Wie viele Gäste an der Party teilnahmen, ist schwer festzustellen: Es gibt immer einige, die erst später kommen, und andere, die früher gehen. Auf jeden Fall hatten mindestens 50 Leute Spaß an der von Katya und ihren Freundinnen und Freunden super organisierten Veranstaltung.

Natürlich wurde getanzt, und nicht nur die wunderschön gekleideten und gestylten Damen hatten dabei großen Spaß. Auch die Kinder tanzten begeistert mit. Und viele nahmen an den Spielen teil, die die Organisatorinnen vorbereitet hatten: Tanzspiele, Kommunikationsspiele, Rate- und Wissensspiele animierten Jung und Alt zum Mitmachen.

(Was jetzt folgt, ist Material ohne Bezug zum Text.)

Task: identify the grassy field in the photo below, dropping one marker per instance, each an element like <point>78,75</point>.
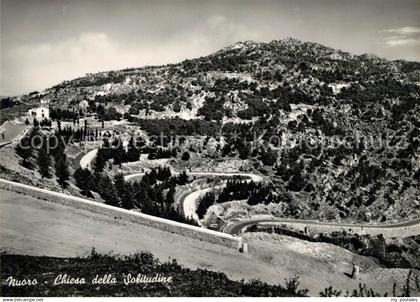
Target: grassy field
<point>182,282</point>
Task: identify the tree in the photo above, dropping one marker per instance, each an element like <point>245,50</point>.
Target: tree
<point>107,191</point>
<point>124,190</point>
<point>84,180</point>
<point>25,151</point>
<point>43,162</point>
<point>61,170</point>
<point>133,154</point>
<point>100,161</point>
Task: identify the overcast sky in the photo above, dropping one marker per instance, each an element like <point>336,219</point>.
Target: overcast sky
<point>46,42</point>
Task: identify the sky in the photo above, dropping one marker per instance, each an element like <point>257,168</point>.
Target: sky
<point>44,42</point>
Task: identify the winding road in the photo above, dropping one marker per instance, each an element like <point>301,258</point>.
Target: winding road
<point>188,203</point>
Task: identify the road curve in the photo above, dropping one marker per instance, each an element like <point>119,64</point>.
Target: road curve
<point>189,207</point>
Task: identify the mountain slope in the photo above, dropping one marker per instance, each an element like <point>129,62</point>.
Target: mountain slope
<point>337,133</point>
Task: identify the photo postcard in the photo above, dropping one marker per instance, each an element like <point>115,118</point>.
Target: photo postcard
<point>224,148</point>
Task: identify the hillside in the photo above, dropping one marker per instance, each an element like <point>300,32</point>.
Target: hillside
<point>337,134</point>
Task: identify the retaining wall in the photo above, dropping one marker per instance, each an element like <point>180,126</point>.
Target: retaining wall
<point>389,232</point>
<point>127,215</point>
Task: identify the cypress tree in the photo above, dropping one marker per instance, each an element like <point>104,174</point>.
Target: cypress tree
<point>61,170</point>
<point>44,161</point>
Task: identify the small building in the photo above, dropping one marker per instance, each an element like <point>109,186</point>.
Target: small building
<point>40,113</point>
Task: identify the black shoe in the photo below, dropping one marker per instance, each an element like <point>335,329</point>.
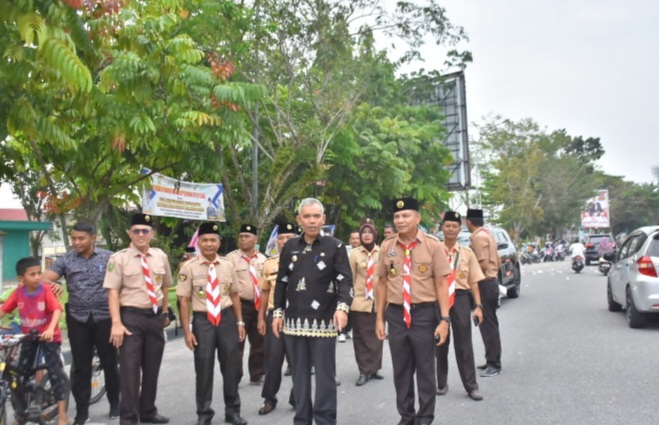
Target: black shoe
<point>376,376</point>
<point>362,380</point>
<point>114,411</point>
<point>235,420</point>
<point>268,406</point>
<point>442,391</point>
<point>491,371</point>
<point>155,419</point>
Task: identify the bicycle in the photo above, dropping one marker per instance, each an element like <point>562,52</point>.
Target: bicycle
<point>32,398</point>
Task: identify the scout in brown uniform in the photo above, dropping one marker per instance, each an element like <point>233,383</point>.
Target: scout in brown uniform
<point>137,279</point>
<point>248,263</point>
<point>275,348</point>
<point>485,248</point>
<point>411,292</point>
<point>467,274</point>
<point>208,287</point>
<point>368,348</point>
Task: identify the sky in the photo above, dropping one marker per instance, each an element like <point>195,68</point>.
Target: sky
<point>590,67</point>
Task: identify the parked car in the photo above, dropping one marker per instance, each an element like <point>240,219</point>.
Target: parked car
<point>509,274</point>
<point>592,244</point>
<point>632,281</point>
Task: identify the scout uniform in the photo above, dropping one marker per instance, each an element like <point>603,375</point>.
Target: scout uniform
<point>467,274</point>
<point>275,348</point>
<point>248,299</point>
<point>141,352</point>
<point>368,348</point>
<point>485,248</point>
<point>213,340</point>
<point>413,346</point>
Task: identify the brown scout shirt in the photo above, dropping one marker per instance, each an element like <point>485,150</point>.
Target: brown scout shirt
<point>124,274</point>
<point>268,279</point>
<point>428,262</point>
<point>485,248</point>
<point>469,271</point>
<point>193,278</point>
<point>246,291</point>
<point>358,264</point>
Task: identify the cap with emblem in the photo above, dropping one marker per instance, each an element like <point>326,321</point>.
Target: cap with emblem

Keine Party, bei der nicht auch getanzt wird – Foto: Freundeskreis Flüchtlinge

Der bunte und fröhliche Nachmittag beeindruckte auch ein paar Menschen, die neu zu Gast waren: Renate aus Freiburg, früher selbst in der Flüchtlingshilfe engagiert, hatte ein Zeitungsbericht über das Café neugierig gemacht; Evelyne, die an der Malerfachschule jungen Geflüchteten Deutsch beibringt, wollte sich über uns informieren und bot an, im Café mit einer Kollegin über ihre Arbeit insbesondere mit Analphabeten zu berichten. Und Kürsads Mutter war aus der Türkei zu Besuch zur Familie ihres Sohnes gekommen und genoss es, sich auch mit anderen Gästen auf Türkisch unterhalten zu können.

Bei den Spielen konnten wir mit Freude sehen, wie Jung und Alt aus allen Nationen, vor allem aber die vielen Kinder, sich in der warmen Atmosphäre des Cafés sichtlich wohl fühlten. Die Kinder bewegen sich, wie man beobachten kann, je häufiger sie ins Café kommen, umso freier und ungezwungener.